The primary reason is the banking sector—a key profit driver—facing higher funding costs amid year-end liquidity pressures. December typically sees rising deposit rates, squeezing net interest margins (NIM). Additionally, the high Q4 2024 base creates an unfavorable comparison. While absolute profits remain stable, year-on-year growth may not stand out.
For securities firms, profit pressures are more pronounced due to sharply lower market liquidity, dropping from VND 30–40 trillion per session in Q3 to VND 20–22 trillion in Q4. Weaker liquidity dampens brokerage and margin lending activities, while underperforming proprietary portfolios further weigh on results.
Conversely, the real estate sector shows more positive prospects. Many listed developers accelerated launches and handovers in 2025, positioning them for solid Q4 earnings.
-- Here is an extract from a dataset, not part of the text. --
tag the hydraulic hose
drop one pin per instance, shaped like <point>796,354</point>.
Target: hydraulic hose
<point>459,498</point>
The construction materials sector, including steel and stone, is expected to sustain growth. With strong construction demand and potential price/volume improvements, this cycle appears unbroken.
For other sectors, prospects will vary by industry and company. The market will focus more on profit quality, margins, cash flow, and 2026 outlook rather than growth rates alone. Thus, while Q4 reports may not drive broad market rallies, they will be crucial catalysts shaping early 2026 trends and differentiation.